Crawling At Night
-
- £5.99
-
- £5.99
Publisher Description
Newly arrived in New York, Ito is a literate yet tongue-tied sushi chef who recites haiku in his head as he labours over restaurant shopping-lists. Alone in his apartment at night, he reads pornographic comics, dreaming of Mariane, a lost, alcoholic waitress who works with him at a Chelsea sushi bar. Across town, Mariane lies in her bath with a drink in her hand, longing for the baby girl she abandoned almost fifteen years before. As Ito and Mariane attempt to make sense of their lives and their memories, they encounter immigrants from across the entire world, each of them bringing their very varied cuisines, histories and expectations to new lives in the New World. Crawling at Night brilliantly reveals the cityscape of today's global city and makes visible the people often condemned to its shadows: in the late night Chinatown clubs; in the downtown restaurants after the CLOSED sign goes up; and behind the closed doors of the studio apartments in Manhattan's high-rises and walk ups.
PUBLISHERS WEEKLY
The two protagonists of debut novelist Powers's compelling tale of urban despair are by turns hopeless, deluded and self-destructive, but their misguided stumblings are transformed by the charged prose and headlong pace of Power's skillful narrative. Ito is a Japanese sushi chef, recently arrived in New York City, haunted by his past. Mariane, an alcoholic waitress in her 30s who longs for the baby daughter she left behind in Virginia, exudes a frail, broken beauty that captivates Ito. There is something in her that reminds him of Xiu-Xiu, the prostitute he frequented in Japan while his wife, Tomoko, slowly wasted away from cancer, a loss soon compounded by another, violent death. These two virtual strangers scramble for salvation over the course of two nights in downtown, down-and-out Manhattan. When Mariane is fired, Ito leaps at the opportunity to be her savior: he vows he will help her reclaim her baby, her sobriety and her dignity.
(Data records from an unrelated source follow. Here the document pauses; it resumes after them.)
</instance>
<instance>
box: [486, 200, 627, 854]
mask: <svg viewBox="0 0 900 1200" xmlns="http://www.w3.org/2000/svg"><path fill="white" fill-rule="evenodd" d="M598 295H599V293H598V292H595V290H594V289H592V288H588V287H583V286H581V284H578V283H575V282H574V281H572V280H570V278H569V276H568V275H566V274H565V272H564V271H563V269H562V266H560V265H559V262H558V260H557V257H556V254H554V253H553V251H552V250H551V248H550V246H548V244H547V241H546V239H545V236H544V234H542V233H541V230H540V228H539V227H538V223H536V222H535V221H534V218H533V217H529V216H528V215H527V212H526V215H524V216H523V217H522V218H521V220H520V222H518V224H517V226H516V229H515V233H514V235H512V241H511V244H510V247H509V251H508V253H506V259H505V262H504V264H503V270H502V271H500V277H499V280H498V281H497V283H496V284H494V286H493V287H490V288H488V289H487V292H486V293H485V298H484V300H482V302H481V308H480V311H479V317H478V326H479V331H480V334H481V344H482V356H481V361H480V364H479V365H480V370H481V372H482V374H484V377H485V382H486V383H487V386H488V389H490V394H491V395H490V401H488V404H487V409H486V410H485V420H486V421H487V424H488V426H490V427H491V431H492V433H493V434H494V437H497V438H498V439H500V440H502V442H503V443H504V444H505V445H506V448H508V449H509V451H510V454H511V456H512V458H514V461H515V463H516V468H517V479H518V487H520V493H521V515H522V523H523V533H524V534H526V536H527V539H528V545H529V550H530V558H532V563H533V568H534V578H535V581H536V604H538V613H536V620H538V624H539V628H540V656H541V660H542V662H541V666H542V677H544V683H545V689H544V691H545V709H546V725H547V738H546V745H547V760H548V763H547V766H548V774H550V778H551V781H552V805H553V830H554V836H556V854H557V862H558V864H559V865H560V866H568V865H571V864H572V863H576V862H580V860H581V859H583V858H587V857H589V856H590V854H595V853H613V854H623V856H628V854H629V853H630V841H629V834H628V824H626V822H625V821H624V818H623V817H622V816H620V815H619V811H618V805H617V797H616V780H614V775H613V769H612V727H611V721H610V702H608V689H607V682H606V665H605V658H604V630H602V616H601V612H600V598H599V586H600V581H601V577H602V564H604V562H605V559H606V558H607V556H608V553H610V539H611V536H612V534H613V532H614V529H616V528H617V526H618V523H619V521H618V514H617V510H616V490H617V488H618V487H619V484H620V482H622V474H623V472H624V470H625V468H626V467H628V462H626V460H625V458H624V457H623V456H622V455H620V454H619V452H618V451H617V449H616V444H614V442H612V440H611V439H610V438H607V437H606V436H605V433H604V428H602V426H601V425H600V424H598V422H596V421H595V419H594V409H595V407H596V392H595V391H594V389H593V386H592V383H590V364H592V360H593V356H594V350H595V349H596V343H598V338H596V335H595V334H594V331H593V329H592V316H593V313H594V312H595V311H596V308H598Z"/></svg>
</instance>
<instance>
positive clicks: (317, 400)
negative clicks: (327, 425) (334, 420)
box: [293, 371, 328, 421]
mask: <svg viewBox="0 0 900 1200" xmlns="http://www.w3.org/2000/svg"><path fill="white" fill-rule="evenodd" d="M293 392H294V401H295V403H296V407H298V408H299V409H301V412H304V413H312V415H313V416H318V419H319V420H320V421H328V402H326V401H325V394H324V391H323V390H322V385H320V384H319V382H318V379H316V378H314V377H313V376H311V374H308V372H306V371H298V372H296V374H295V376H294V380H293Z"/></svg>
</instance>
Their stunted blossom of intimacy is all awkward fits and starts, revelation and self-preservation the delicate yet harsh experience of the emotionally wounded and fiercely, desperately lonely. Borrowing tricks from Virginia Woolf, Powers weaves her narrative through raw present and bittersweet flashbacks, making forays into the minds of supporting characters and walk-ons; she manages to blend literary, experimental and straightforward writing to brilliant, heartbreaking effect. Her starkly realistic characters and terse, lyrical prose herald her as an exciting new voice and she should captivate a wide range of readers.